On Mon, Mar 09, 2015 at 02:06:17PM +0000, Juri Lelli wrote:
From: Michael Turquette mturquette@linaro.org
{en,de}queue_task_fair are updated to track which cpus will have changed utilization values as function of task queueing. The affected cpus are passed on to arch_eval_cpu_freq for further machine-specific processing based on a selectable policy.
arch_scale_cpu_freq is called from run_rebalance_domains as a way to kick off the scaling process (via wake_up_process), so as to prevent re-entering the {en,de}queue code.

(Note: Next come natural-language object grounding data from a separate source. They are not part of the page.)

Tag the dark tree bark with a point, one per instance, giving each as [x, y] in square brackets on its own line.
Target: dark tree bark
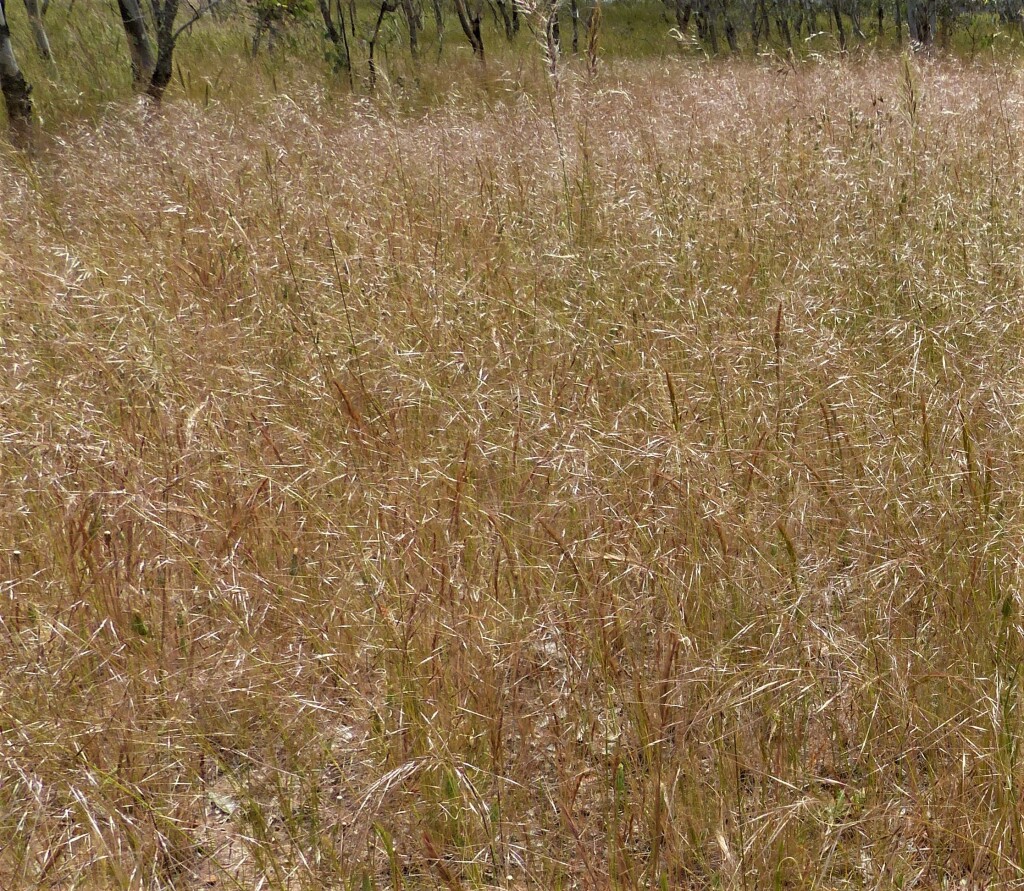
[336, 33]
[840, 29]
[387, 7]
[38, 30]
[165, 12]
[413, 19]
[139, 48]
[16, 92]
[469, 18]
[921, 20]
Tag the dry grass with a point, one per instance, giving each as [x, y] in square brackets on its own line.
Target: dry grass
[611, 492]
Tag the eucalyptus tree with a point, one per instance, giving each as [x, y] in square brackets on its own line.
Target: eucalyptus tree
[35, 11]
[139, 47]
[16, 92]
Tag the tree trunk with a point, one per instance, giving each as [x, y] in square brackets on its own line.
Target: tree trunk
[683, 12]
[439, 25]
[921, 15]
[166, 13]
[413, 17]
[16, 92]
[139, 48]
[38, 30]
[387, 7]
[470, 22]
[839, 26]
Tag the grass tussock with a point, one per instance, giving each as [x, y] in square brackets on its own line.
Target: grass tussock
[613, 490]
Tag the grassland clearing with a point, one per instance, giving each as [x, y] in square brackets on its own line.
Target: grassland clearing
[619, 488]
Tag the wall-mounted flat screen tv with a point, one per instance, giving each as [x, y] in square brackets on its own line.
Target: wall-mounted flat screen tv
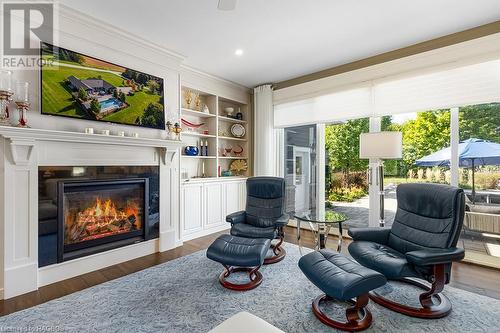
[79, 86]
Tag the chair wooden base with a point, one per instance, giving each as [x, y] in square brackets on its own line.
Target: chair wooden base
[354, 323]
[430, 309]
[279, 253]
[253, 273]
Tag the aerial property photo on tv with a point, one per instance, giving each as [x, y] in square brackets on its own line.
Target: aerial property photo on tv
[80, 86]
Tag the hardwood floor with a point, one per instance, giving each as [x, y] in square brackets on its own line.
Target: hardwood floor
[478, 279]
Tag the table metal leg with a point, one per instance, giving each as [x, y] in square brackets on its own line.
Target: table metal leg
[298, 229]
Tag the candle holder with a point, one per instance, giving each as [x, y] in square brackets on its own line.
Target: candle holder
[22, 102]
[5, 97]
[22, 107]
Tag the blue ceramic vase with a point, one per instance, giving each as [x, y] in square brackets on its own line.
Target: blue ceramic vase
[191, 150]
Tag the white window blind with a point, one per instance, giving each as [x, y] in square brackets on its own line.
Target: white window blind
[324, 109]
[473, 84]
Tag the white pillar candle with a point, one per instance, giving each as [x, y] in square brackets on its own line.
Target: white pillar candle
[6, 80]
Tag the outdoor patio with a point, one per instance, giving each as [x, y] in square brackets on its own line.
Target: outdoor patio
[357, 212]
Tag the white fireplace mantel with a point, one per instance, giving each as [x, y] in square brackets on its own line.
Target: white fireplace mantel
[23, 150]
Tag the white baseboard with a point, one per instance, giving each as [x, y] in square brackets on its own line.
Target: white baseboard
[79, 266]
[206, 232]
[167, 240]
[20, 279]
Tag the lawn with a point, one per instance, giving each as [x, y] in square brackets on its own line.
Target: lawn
[137, 104]
[57, 99]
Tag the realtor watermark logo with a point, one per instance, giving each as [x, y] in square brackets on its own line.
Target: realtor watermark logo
[24, 26]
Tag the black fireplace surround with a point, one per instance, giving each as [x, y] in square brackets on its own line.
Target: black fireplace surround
[86, 210]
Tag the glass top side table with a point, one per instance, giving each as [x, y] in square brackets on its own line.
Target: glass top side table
[321, 225]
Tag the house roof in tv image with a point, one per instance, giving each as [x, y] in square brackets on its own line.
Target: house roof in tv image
[92, 84]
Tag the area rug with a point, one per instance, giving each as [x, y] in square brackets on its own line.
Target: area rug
[184, 295]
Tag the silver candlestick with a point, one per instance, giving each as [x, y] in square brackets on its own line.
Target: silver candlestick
[22, 99]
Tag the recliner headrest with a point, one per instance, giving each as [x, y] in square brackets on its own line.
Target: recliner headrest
[429, 200]
[266, 187]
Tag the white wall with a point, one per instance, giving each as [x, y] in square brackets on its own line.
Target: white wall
[82, 33]
[458, 55]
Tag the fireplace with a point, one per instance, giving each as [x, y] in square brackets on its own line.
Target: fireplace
[98, 215]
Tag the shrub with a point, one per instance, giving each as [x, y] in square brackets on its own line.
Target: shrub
[347, 194]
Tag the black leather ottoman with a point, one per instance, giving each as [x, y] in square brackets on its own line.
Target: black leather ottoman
[238, 254]
[342, 279]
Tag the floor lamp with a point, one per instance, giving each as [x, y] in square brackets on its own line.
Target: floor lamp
[380, 146]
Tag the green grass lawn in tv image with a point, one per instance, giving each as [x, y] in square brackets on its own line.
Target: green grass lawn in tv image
[57, 96]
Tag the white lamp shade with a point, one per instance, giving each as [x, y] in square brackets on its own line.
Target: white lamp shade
[383, 145]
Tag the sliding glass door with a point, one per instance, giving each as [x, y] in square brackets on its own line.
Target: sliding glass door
[479, 131]
[301, 168]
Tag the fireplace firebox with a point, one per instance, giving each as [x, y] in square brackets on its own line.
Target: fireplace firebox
[99, 215]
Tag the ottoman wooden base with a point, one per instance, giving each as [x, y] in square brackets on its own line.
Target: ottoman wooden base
[253, 274]
[354, 322]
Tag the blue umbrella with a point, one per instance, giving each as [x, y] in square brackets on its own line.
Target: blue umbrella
[471, 152]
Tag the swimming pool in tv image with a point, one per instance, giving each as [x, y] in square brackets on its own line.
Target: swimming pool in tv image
[80, 86]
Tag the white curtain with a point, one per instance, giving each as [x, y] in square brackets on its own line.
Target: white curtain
[473, 84]
[264, 145]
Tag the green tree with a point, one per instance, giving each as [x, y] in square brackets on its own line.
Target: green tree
[82, 94]
[426, 134]
[153, 116]
[480, 121]
[122, 96]
[342, 144]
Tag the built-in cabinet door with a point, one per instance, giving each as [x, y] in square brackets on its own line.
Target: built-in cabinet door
[243, 194]
[214, 205]
[192, 208]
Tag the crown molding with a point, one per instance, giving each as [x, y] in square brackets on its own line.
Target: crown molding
[214, 77]
[82, 18]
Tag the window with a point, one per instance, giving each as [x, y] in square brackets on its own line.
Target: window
[479, 132]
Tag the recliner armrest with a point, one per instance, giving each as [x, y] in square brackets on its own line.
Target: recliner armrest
[377, 235]
[236, 217]
[282, 220]
[435, 256]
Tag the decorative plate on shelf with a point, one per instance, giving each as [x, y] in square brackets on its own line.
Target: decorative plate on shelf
[237, 167]
[238, 131]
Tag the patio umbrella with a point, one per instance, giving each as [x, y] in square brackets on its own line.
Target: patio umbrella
[471, 152]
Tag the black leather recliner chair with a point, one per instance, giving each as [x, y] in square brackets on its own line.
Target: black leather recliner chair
[264, 216]
[421, 244]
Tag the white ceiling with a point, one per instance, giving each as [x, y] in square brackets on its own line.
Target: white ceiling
[283, 39]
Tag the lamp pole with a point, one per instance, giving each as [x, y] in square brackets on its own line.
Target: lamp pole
[381, 192]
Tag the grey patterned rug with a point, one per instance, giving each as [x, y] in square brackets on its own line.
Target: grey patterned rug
[184, 295]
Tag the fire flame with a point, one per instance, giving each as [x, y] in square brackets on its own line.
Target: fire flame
[102, 219]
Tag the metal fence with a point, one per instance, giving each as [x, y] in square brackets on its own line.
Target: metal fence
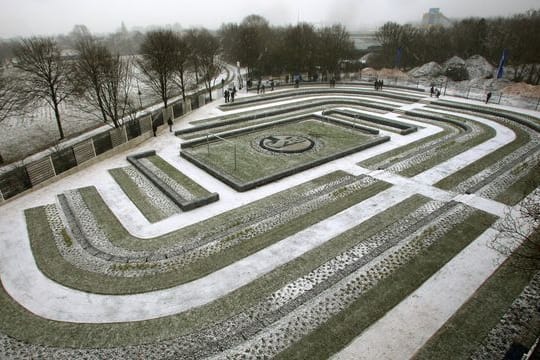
[27, 176]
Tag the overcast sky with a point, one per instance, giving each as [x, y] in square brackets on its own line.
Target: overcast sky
[49, 17]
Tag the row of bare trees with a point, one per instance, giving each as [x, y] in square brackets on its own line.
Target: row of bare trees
[486, 37]
[98, 80]
[301, 48]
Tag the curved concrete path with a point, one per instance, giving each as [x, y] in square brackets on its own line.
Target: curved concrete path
[25, 283]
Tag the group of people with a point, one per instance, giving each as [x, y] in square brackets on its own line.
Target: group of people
[260, 87]
[433, 91]
[333, 82]
[229, 94]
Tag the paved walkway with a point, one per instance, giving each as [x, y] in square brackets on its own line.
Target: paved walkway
[25, 283]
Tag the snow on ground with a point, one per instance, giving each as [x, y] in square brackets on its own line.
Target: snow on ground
[392, 336]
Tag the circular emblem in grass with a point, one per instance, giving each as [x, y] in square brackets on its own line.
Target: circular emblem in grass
[286, 143]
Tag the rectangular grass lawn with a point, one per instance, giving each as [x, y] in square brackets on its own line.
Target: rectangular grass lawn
[242, 163]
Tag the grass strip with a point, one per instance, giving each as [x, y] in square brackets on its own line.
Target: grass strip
[63, 272]
[521, 188]
[120, 237]
[463, 333]
[397, 154]
[137, 197]
[341, 329]
[19, 323]
[176, 175]
[461, 175]
[237, 159]
[448, 150]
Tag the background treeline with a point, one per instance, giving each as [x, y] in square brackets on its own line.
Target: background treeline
[272, 50]
[487, 37]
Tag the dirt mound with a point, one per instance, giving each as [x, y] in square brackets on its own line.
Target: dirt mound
[522, 89]
[392, 73]
[431, 69]
[478, 67]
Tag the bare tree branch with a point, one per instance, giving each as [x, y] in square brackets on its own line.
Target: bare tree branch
[44, 75]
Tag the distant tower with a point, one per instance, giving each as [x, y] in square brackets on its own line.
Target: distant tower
[434, 17]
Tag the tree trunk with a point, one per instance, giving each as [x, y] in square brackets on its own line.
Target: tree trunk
[183, 86]
[58, 122]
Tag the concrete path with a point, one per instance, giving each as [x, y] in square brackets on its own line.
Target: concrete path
[25, 283]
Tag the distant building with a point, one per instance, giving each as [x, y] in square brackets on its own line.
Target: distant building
[434, 17]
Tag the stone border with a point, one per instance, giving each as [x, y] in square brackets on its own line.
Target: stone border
[245, 186]
[265, 113]
[307, 92]
[165, 188]
[403, 128]
[490, 111]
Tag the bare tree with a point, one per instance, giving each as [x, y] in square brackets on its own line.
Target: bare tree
[8, 95]
[158, 62]
[181, 57]
[519, 232]
[102, 81]
[335, 46]
[44, 77]
[205, 49]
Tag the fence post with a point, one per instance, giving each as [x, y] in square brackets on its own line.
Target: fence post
[234, 157]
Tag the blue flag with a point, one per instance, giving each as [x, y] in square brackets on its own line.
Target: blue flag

All of the call sites in this patch are up for discussion. Does it make sense to track which cpus have updated statistics in enqueue_fair_task? I chose this because I wanted to gather statistics for all cpus affected in the event CONFIG_FAIR_GROUP_SCHED is enabled. As agreed at LPC14 the next version of this patch will focus on the simpler case of not using scheduler cgroups, which should remove a good chunk of this code, including the cpumask stuff.
Also discussed at LPC14 is that fact that load_balance is a very interesting place to do this as frequency can be considered in concert with task placement. Please put forth any ideas on a sensible way to do this.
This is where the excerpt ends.